David Baker: It has never been otherwise. Sometimes poetry discovers what is there. Sometimes poetry invents what can be there. Sometimes we report and sometimes we amend. Sometimes we narrate and sometimes we sing.
No, I take that last sentence back. In a good poem, we always narrate and we always sing. That's because I think language, every basic grammatical structure, is narrative. The very relation of subject to predicate is a narrative relationship. And a poem wants to make that narrative construction sing.
Therefore, I do not hold that there's a polar dichotomy between the lyric poem and the narrative poem. All poems live (and fluctuate) on the continuum described by those modes. All good poems are both narrative and lyric.
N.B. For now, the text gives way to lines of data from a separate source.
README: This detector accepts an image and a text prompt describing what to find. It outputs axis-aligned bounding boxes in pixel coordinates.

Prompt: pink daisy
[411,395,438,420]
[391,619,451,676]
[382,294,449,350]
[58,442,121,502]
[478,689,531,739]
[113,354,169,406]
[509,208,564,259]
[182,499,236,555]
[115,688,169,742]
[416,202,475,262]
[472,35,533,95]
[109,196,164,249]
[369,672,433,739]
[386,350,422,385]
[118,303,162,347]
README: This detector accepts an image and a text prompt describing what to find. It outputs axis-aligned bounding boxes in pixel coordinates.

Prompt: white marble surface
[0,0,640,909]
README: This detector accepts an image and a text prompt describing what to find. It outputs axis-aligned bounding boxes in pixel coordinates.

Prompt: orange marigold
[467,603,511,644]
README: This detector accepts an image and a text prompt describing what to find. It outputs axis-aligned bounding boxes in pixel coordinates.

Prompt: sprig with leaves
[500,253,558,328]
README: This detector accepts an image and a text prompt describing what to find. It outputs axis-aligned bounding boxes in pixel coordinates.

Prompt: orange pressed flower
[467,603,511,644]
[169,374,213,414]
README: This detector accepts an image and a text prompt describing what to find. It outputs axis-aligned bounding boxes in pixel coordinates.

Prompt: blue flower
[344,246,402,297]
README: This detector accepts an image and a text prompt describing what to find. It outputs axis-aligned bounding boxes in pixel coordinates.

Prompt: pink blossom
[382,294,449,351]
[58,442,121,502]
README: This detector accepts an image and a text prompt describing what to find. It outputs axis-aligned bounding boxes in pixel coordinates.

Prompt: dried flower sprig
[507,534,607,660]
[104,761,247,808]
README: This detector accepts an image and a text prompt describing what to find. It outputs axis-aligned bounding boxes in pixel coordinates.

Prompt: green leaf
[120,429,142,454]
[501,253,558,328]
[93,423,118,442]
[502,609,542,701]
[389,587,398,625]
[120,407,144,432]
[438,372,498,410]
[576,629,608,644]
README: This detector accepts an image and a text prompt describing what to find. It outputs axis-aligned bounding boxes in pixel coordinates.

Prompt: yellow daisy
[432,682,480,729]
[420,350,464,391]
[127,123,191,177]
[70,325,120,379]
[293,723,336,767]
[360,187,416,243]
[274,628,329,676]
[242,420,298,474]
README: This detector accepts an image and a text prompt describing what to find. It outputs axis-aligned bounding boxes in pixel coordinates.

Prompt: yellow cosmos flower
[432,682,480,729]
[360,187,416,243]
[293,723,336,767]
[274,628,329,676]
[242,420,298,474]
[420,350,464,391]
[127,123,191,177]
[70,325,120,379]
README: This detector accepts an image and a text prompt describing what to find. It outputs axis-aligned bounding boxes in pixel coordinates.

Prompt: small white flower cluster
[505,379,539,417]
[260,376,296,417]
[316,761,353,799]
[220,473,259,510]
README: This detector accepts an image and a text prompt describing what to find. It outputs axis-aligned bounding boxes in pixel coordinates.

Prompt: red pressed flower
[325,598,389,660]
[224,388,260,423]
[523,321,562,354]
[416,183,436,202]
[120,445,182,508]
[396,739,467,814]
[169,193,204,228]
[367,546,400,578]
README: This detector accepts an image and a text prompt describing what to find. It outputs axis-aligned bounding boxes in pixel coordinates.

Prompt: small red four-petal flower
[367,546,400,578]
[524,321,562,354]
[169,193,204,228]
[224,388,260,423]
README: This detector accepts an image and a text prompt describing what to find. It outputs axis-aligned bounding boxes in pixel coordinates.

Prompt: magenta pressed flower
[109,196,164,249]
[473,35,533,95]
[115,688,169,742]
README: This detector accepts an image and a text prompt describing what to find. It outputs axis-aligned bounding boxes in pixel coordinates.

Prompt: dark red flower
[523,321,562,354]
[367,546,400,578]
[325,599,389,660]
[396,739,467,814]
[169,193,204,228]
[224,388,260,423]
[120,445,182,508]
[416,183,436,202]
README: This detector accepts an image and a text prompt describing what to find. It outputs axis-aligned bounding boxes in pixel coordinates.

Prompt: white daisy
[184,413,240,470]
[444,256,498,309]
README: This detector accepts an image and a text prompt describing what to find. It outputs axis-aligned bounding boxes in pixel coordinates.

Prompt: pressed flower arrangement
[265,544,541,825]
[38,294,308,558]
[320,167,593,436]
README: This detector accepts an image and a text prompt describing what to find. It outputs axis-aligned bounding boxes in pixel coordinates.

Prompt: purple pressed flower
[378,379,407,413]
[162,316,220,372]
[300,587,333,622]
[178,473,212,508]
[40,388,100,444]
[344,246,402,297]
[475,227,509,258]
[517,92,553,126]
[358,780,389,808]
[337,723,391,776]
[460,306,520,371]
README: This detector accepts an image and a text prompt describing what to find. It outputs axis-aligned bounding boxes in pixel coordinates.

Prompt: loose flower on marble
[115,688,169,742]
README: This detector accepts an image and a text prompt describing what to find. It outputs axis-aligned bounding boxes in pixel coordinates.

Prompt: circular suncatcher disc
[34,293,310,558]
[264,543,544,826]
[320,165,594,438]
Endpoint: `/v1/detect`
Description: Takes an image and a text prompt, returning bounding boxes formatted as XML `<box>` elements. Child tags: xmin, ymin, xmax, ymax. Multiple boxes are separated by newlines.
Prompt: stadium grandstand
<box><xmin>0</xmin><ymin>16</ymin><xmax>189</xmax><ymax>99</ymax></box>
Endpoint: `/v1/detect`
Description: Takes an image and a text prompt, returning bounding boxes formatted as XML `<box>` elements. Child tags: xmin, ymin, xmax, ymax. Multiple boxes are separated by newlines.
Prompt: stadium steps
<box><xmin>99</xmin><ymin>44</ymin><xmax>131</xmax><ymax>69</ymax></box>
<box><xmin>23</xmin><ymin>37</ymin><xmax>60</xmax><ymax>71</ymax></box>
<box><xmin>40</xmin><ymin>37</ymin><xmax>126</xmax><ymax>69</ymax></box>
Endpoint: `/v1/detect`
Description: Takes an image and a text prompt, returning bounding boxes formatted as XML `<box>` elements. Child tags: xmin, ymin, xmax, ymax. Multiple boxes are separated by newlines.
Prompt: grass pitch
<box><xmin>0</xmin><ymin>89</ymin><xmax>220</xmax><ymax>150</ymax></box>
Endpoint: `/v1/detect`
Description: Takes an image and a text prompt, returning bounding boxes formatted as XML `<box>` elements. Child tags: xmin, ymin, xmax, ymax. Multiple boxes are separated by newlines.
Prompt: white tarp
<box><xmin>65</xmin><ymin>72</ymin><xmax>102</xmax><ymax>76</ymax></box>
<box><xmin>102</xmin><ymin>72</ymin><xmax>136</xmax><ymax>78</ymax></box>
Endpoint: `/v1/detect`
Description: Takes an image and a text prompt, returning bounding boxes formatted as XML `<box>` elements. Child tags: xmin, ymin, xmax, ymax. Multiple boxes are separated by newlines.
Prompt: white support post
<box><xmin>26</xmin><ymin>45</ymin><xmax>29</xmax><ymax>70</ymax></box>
It's the particular nature of that narrative, and the particular means of those lyric aspects, that make any one poem rich and distinct.
Daniel DeVaughn: Many well-known poets have passed in the last year or two years, and I have begun to think that a certain "changing of the guard" is taking place in the world of poetry, or has been for some time now, but then, does the guard ever change in poetry? Is it possible in a world of creative-poetic singularities for a prevailing guard, garde, or order, to actually exist or is that simply an illusion of perspective?
David Baker: I like your term singularities, Daniel. It has never been otherwise. Poetry is one at a time. Constancy is a fiction. Poetry teaches us--and sings to us this song--that the fluidity of things is their natural form.